Thus far, 2024 has proved a decidedly mixed bag for Lady Gaga. On the plus side, her duet with Bruno Mars, Die With a Smile was a huge global hit: nine weeks after its release, it is still resident in the UK Top 3 and is the second most-streamed song in the world on Spotify. But then there was the debacle of Joker: Folie à Deux, and her accompanying album Harlequin was released to a very muted critical and commercial response. Gaga has done an impressive job of carrying her audience along with her throughout an eclectic approach to pop in which arty synthpop coexists alongside stadium-sized soft-rock, country-infused Americana and vocal jazz – but she seemed finally to have lost them: a third album of standards, this time without her late duet partner Tony Bennett, and allied to one of the year’s biggest box office bombs, apparently proved a step too far.

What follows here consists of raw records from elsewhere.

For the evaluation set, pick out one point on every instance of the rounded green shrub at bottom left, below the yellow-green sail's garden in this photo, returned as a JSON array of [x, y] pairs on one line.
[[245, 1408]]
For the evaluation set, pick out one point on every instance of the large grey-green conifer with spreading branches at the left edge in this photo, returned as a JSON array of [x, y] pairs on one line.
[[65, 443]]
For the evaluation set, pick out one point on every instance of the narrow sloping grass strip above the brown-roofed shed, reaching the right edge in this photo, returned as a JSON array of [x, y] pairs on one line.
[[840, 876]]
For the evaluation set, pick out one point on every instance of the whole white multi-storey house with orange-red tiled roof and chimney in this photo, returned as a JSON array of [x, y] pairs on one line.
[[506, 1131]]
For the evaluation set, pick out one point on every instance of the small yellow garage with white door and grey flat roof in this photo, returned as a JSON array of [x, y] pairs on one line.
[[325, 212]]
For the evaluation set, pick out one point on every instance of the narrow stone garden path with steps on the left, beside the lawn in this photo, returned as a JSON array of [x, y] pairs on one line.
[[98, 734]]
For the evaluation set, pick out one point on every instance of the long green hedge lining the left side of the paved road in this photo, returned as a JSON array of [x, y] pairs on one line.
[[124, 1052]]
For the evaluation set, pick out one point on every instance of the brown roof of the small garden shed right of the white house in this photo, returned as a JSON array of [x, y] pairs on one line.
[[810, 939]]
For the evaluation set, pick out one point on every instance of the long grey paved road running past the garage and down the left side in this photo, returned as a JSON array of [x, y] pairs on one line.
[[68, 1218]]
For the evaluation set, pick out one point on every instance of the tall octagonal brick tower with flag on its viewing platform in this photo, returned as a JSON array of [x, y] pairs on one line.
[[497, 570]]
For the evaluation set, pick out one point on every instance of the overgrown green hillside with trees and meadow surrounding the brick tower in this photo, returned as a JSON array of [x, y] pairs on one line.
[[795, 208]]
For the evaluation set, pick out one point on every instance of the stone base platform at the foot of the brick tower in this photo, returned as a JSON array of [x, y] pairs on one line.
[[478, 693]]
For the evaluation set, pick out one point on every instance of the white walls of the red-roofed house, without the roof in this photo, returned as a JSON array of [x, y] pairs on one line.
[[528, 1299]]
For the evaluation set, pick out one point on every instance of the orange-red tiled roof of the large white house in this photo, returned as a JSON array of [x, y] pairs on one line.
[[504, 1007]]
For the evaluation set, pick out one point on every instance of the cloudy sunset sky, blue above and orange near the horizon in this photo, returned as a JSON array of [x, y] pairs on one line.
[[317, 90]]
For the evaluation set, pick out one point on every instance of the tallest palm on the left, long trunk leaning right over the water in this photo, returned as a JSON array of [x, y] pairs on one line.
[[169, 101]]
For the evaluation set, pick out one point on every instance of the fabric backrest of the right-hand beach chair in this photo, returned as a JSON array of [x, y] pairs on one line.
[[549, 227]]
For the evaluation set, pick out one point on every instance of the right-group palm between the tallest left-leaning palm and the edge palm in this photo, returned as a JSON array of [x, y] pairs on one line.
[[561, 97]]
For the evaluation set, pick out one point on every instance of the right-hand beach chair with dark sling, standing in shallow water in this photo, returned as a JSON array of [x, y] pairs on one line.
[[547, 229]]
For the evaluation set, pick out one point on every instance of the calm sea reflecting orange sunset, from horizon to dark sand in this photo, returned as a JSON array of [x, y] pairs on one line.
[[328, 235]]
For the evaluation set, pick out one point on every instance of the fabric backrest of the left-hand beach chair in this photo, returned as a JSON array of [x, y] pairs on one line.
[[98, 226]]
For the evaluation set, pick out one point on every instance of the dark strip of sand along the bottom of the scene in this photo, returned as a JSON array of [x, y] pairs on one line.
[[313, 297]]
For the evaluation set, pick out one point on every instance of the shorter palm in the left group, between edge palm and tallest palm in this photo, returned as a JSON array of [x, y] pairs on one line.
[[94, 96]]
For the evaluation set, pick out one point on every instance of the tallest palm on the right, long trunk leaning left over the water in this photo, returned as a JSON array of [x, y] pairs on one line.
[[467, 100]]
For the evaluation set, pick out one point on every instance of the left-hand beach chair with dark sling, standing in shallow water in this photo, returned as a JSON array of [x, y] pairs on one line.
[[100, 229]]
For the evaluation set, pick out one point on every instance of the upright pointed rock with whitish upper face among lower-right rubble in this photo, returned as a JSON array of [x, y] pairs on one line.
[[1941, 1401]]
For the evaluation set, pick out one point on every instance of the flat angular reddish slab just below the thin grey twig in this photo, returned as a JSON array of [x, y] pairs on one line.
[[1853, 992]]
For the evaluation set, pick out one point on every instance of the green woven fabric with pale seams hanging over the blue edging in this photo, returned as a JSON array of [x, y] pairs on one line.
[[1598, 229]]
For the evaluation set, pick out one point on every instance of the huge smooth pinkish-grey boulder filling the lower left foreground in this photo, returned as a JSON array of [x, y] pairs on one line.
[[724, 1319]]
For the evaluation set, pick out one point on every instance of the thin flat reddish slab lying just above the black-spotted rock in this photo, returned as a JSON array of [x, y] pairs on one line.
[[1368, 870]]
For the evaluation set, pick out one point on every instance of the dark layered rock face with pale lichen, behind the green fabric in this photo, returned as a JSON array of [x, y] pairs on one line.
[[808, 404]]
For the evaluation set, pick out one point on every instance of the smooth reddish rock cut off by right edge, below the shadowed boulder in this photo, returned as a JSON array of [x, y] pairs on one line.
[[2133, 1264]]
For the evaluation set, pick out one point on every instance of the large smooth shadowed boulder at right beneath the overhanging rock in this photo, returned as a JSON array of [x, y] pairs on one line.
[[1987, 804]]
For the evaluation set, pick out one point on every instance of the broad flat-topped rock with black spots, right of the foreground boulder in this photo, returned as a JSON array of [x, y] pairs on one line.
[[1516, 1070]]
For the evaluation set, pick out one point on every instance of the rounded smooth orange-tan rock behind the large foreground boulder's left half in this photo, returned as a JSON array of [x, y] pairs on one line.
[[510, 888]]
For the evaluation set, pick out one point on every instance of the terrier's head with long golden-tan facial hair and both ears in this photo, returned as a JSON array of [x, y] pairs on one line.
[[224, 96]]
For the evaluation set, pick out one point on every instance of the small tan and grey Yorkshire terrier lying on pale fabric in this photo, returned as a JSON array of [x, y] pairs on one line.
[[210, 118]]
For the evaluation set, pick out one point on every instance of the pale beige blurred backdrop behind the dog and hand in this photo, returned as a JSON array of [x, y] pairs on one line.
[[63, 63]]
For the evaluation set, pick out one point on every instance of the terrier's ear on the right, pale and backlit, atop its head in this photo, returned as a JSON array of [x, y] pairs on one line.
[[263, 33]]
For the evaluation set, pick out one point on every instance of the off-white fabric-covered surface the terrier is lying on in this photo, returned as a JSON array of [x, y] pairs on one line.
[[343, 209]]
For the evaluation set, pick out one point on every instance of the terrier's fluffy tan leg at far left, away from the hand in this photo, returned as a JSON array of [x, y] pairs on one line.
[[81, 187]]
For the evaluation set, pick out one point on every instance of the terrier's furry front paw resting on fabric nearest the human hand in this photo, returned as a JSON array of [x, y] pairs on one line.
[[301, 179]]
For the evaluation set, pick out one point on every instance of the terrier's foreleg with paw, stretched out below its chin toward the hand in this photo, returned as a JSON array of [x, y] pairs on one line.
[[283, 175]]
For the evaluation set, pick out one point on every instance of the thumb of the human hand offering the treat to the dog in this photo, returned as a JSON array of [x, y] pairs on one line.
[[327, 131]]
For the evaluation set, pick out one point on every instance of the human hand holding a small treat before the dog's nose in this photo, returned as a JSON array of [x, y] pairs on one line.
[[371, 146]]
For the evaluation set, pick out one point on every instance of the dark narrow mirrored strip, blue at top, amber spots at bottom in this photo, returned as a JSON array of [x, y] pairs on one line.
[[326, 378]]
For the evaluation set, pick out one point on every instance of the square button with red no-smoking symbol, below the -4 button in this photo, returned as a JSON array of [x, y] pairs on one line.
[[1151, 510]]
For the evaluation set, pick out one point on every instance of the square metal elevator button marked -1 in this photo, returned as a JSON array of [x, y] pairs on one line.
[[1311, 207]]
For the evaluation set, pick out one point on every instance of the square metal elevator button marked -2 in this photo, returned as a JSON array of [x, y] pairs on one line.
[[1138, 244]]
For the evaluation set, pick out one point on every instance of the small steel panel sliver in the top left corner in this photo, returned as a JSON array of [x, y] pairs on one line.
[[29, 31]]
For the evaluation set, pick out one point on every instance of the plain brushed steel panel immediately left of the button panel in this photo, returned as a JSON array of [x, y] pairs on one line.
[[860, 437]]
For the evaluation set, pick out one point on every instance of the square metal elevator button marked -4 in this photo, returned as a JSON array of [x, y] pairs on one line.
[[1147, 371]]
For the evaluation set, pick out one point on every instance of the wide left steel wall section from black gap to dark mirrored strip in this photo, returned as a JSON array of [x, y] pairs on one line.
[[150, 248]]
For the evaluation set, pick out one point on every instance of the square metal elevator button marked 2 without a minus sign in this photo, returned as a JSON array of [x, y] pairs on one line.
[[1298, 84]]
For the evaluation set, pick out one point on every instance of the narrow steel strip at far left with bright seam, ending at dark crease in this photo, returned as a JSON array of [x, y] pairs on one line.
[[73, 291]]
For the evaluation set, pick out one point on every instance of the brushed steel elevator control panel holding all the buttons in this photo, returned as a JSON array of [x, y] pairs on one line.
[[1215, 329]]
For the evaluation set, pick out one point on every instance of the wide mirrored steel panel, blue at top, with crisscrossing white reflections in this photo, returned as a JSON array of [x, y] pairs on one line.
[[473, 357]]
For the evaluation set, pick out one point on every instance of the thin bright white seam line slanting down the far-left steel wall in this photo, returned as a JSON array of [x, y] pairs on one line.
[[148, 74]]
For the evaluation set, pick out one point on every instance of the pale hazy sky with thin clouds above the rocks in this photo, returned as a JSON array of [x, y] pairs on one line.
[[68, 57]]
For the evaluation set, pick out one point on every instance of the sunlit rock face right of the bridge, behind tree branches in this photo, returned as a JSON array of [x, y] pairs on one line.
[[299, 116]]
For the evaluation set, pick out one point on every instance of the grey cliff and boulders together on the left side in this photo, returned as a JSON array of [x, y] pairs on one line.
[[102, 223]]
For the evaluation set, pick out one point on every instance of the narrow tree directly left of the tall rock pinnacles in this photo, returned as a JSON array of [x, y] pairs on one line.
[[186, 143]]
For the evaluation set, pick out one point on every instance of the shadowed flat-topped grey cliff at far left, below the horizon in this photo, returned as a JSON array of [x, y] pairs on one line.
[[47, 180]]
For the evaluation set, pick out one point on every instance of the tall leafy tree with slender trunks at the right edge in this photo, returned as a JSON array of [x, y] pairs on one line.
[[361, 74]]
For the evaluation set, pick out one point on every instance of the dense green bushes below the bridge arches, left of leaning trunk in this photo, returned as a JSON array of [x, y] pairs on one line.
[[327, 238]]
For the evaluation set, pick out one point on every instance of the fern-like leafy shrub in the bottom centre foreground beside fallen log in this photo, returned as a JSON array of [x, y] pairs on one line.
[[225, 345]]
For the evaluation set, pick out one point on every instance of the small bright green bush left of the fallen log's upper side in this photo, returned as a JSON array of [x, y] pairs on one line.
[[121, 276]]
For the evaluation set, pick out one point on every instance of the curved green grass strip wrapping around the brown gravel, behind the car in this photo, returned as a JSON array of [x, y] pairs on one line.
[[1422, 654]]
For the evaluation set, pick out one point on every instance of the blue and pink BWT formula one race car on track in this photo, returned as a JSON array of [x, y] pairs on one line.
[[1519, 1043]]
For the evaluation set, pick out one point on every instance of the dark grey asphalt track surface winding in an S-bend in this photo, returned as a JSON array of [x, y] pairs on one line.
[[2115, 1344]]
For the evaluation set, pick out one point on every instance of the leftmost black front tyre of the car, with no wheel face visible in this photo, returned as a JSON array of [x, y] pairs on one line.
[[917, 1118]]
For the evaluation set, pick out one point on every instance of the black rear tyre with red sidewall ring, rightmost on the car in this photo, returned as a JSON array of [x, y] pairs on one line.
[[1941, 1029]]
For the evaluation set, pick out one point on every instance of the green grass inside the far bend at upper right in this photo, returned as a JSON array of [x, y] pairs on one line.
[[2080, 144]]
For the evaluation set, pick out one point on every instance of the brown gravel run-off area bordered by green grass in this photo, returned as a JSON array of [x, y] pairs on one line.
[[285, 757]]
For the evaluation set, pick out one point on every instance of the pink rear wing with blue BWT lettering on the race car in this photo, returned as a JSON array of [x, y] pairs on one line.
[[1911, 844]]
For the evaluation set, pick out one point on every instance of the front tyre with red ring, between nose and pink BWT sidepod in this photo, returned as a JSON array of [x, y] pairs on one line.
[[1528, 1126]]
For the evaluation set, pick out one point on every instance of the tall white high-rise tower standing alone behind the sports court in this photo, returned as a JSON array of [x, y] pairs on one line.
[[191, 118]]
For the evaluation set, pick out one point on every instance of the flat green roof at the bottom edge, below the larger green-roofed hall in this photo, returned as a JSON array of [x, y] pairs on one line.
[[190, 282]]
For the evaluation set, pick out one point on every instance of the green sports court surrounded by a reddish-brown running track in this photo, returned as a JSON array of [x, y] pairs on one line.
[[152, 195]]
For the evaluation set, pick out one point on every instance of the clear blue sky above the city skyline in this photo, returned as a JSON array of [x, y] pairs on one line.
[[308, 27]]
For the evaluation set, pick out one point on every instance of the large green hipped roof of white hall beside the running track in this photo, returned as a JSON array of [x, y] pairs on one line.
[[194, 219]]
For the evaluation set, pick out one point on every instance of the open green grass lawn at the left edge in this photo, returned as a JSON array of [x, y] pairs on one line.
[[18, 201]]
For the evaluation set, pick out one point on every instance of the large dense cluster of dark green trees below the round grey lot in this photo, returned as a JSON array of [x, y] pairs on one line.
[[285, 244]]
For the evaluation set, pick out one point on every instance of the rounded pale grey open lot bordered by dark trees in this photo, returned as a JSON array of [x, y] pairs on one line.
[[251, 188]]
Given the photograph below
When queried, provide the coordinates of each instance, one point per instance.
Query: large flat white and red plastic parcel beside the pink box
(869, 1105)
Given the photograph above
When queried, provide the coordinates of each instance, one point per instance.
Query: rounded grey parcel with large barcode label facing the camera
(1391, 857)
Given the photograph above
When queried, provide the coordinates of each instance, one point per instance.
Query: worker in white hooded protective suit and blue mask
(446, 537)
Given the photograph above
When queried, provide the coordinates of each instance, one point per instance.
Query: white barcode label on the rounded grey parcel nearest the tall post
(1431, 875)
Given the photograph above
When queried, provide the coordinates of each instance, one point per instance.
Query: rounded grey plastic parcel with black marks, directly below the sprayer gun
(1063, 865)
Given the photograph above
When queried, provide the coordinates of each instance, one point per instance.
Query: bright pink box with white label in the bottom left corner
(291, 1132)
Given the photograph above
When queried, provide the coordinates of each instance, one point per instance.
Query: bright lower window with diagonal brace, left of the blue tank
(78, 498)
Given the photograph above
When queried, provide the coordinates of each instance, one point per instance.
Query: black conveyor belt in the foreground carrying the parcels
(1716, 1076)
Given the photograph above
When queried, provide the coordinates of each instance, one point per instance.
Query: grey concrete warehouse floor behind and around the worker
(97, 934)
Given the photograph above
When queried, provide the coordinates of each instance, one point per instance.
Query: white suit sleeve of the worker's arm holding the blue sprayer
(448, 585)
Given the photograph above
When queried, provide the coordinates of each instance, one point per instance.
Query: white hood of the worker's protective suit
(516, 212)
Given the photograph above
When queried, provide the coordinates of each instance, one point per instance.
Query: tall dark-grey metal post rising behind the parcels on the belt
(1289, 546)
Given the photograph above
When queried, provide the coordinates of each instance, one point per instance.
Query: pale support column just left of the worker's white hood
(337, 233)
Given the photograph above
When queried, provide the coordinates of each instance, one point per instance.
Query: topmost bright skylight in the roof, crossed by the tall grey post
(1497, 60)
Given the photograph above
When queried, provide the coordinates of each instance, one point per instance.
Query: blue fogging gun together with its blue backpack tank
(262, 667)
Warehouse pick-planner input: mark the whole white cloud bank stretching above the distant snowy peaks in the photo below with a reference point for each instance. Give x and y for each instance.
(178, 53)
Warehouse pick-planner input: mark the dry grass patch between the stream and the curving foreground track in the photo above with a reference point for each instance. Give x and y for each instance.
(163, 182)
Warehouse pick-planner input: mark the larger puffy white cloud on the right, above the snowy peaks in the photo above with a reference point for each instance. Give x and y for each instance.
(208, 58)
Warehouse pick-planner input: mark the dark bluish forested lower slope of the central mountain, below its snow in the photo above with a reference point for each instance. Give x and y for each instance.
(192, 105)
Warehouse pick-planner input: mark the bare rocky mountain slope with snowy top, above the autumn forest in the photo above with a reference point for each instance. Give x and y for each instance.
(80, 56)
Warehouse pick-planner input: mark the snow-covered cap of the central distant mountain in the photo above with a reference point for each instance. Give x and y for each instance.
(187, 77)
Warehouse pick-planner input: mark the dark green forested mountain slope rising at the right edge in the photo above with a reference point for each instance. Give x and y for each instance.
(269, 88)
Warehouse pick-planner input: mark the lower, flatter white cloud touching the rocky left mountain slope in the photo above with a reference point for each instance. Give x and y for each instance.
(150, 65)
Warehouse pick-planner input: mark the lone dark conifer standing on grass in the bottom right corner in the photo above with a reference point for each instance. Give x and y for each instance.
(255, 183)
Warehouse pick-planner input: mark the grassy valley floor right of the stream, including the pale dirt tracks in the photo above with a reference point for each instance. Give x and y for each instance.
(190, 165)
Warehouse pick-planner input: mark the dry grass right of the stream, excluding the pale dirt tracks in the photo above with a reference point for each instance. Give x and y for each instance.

Perhaps she can rectify things with Disease, a song that that ignores the fact that her biggest successes in recent years have been power ballads – not just Die With a Smile but the 10m-selling Shallow – and returns her to old-fashioned Gaga territory. Certainly, her stans seem to think she can. Within hours of the single appearing, one of them had worked up such a froth they posted a 1,500-word online essay comparing its lyrics to Sylvia Plath, Baudelaire and the sonnets of John Donne, which even those impressed with the sexually forthright thrust of its chorus – “lay you down like one-two-three, your eyes roll back in ecstasy” – might think amounts to gilding the lily a little.
But you don’t have to go that far to think Disease could conceivably have slotted on Gaga’s debut album The Fame. It involves fizzing, distorted synths playing dark minor chords; a pounding, slightly industrial four-to-the-floor beat; vocals in the strident, imperious mode of Poker Face or The Cure; and lyrics that, if they don’t bear much resemblance to the work of the Metaphysical poets, do seem a bit dominatrix-y: “Screaming for me baby, like you’re gonna die.”
It’s very well produced, and if the song doesn’t have the undeniable, head-turning, instant-classic quality of Bad Romance – it lacks the element of surprise found in that track’s brilliant melodic and tonal shift from dark-hued verses to sunlit Abba-esque chorus – its excessive, more-is-more sound and mood manage to evoke memories of late 00s Gaga and still fit with the messy, post-Brat pop climate. Which makes a kind of tenuous sense: on arrival, with her meat dresses and faintly chaotic, blood-spattered, downtown-performance-art-inspired live shows, Lady Gaga felt like a disruptive force, her cage-rattling effect on pop not a million miles removed from Charli xcx’s this summer.